Las consecuencias del hallazgo de la Vera Cruz y las pruebas obtenidas sobre su autenticidad provocaron numerosas peticiones de astillas del madero originario distribuido desde fecha muy temprana por la cristiandad y causa de que los santuarios que la albergaban se convirtieran en importantes centros de peregrinación. De esta forma, la nobleza de la reliquia fue marcando los itinerarios de los peregrinos, la denominación de las iglesias puestas bajo su advocación y las exigencias de dignos depósitos que fueran acordes a la condición sagrada del recuerdo.

     Un signo tan reverente como el de Lignum Crucis o parte del madero sobre el que había descansado el cuerpo de Cristo tenía, pues, tal condición eminente que originó una poderosa industria destinada a imitar sus peculiaridades materiales o a servir de piedra de toque que santificara los objetos rozados con él. Si ya las historias pintadas describen las circunstancias de su hallazgo, ahora se da prioridad a la posibilidad de venerar una de aquellas reliquias en un marco adecuado. Todas las iglesias puestas bajo el amparo de la cruz y las que eran depositarias de una de sus astillas, promovieron la realización de grandes ciclos pictóricos y retablos, además de encargar preciosos relicarios, labrados en suntuosos materiales, que alojaran dignamente la reliquia convertida desde los primeros tiempos en talismán que defendía de todos los peligros. Se fundieron, pues, en el Lignum Crucis los valores propios de un signo eminente relacionado con Cristo con los derivados de los beneficiosos efectos de su protección en una síntesis de sentimientos confusos que mezclaban la simple condición histórica y venerable de un objeto con las propiedades mágicas que escondía la invocación de su nombre.

     Cada uno de los santuarios dedicados a la Vera Cruz, las iglesias franciscanas sobre todo, por ser la orden de San Francisco una de las que tuvieron –y tienen– a su cargo la custodia de los Santos Lugares, encargaron relicarios o cajas en las que se depositaban los recuerdos de la cruz. De esta forma surgieron piezas suntuarias que adoptaban la forma genérica del diminuto objeto escondido, a menudo una astilla cruciforme de pocos centímetros, vista a través de cristales de roca y otros elementos transparentes, en el centro de un suntuoso ostensorio, de una cruz latina o patriarcal o alojado bajo la elegante silueta de una torre gótica.

     No existió una regla general para la realización de relicarios más que aquélla impuesta por la entidad del promotor y la jerarquía del templo, pero en todos latía siempre un sentimiento de reverencia y adoración que era suficiente motivo para justificar la riqueza de su envoltura. Oro, plata dorada, perlas, piedras preciosas, daban forma a custodias y cruces, a reducidas versiones de monumentos conocidos de la cristiandad o rendían el universo ante el sagrado madero clavado sobre uno de sus polos.

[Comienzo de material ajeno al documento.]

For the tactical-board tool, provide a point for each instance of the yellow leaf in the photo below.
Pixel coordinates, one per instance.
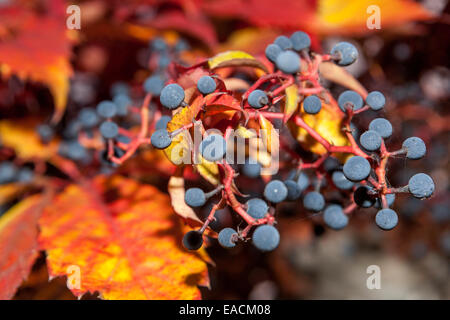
(245, 133)
(208, 170)
(181, 146)
(269, 134)
(328, 123)
(126, 248)
(235, 59)
(10, 191)
(18, 244)
(339, 75)
(337, 16)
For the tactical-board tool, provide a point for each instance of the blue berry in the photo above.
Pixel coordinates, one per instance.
(283, 42)
(206, 85)
(161, 139)
(88, 118)
(386, 219)
(376, 100)
(272, 52)
(227, 237)
(303, 181)
(370, 140)
(163, 62)
(74, 150)
(45, 133)
(266, 238)
(195, 197)
(122, 102)
(106, 109)
(363, 198)
(445, 243)
(331, 164)
(415, 147)
(8, 172)
(314, 201)
(288, 62)
(356, 169)
(351, 98)
(213, 147)
(312, 104)
(390, 198)
(172, 96)
(421, 185)
(346, 53)
(154, 85)
(193, 240)
(382, 126)
(106, 161)
(258, 99)
(181, 45)
(335, 217)
(25, 175)
(159, 45)
(275, 191)
(300, 40)
(294, 190)
(72, 129)
(162, 122)
(120, 88)
(109, 129)
(257, 208)
(251, 168)
(340, 181)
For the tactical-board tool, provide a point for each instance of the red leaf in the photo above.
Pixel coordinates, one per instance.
(18, 244)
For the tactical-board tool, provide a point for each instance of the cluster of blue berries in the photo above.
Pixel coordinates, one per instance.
(356, 178)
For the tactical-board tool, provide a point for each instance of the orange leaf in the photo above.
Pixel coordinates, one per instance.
(336, 16)
(328, 123)
(18, 244)
(10, 191)
(21, 136)
(177, 191)
(124, 238)
(180, 146)
(37, 47)
(235, 59)
(268, 134)
(339, 75)
(291, 104)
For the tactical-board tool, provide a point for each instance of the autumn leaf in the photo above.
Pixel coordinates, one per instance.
(291, 101)
(10, 191)
(328, 123)
(177, 191)
(269, 134)
(322, 16)
(21, 136)
(181, 143)
(208, 170)
(18, 244)
(335, 16)
(126, 240)
(337, 74)
(37, 47)
(235, 59)
(191, 23)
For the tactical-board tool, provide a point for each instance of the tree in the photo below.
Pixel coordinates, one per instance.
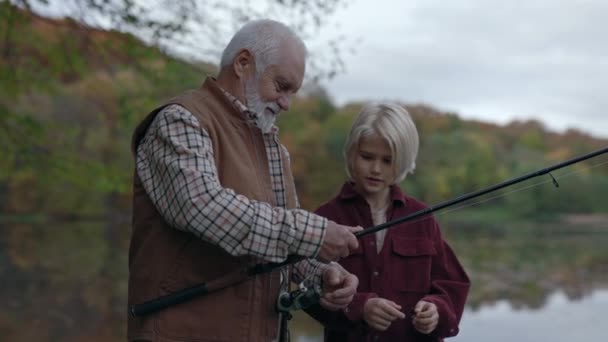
(198, 30)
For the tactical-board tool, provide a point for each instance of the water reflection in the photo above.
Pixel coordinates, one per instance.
(536, 282)
(560, 320)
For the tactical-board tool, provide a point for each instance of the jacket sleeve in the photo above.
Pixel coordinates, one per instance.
(449, 287)
(352, 316)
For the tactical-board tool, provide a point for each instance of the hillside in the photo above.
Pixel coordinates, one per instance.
(72, 96)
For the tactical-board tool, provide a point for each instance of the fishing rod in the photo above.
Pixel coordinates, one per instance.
(241, 275)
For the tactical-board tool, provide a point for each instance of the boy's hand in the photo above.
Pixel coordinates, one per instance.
(425, 317)
(379, 313)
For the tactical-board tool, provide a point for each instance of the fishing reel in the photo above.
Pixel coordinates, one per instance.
(301, 298)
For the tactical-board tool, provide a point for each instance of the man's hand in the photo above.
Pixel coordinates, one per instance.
(339, 287)
(379, 313)
(425, 317)
(339, 242)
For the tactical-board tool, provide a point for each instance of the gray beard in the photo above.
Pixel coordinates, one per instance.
(265, 121)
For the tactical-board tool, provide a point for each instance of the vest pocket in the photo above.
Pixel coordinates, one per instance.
(410, 264)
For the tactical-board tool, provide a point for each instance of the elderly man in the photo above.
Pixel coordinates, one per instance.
(214, 192)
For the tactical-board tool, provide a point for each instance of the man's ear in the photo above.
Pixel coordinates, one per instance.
(243, 63)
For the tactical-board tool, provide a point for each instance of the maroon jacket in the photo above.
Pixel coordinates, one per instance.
(415, 263)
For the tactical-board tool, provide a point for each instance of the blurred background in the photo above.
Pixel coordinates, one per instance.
(496, 90)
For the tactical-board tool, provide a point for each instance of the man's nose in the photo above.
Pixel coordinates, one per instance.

     Tanto la delicada materia escogida para su realización como la difusión alcanzada por estas reliquias, a menudo ofrecidas como regalo o arrebatadas como botín de guerra, aumentaron el prestigio de muchas iglesias convertidas en foco de atracción para los peregrinos cuyas rutas tenían como destino alguno de aquellos santuarios.

     Cualquiera de los relicarios contemplados en la exposición La ciudad en lo alto participa de esas cualidades y de los significados atribuidos a su mediación. La ceremonia del conjuro dirigido a los poderes desatados de la naturaleza era una práctica tan común como el deseo de acumular numerosas muestras en un mismo recinto, dando lugar a colecciones destinadas a enriquecer el santuario. Las variadas ornamentaciones respondieron siempre al gusto dominante en un verdadero alarde de conocimientos iconográficos dispuestos siempre a equilibrar la estricta correspondencia entre la preciosa muestra cobijada y los repertorios decorativos grabados. Una veces fueron las llamadas Arma Christi, o símbolos que recordaban los instrumentos pasionarios, otras, los emblemas de los gremios autores del encargo, las más de las veces, aquéllos que invocaban el prestigio de sus poseedores que veían así recompensados los esfuerzos dedicados a enriquecer con un despliegue fastuoso de piedad lo que en sus orígenes fue un objeto de veneración emotiva y personal. De esta forma se ofrecía a todos la contemplación reverente de la reliquia cuya existencia originó otros significados en los que siempre prevaleció la condición sagrada de su origen y las milagrosas circunstancias que rodearon su aparición.

     No es de extrañar, por tanto, que la Cruz de Caravaca se encuentre inserta en este panorama que fijó determinadas fiestas litúrgicas y sirvió para marcar determinados tiempos de la historia.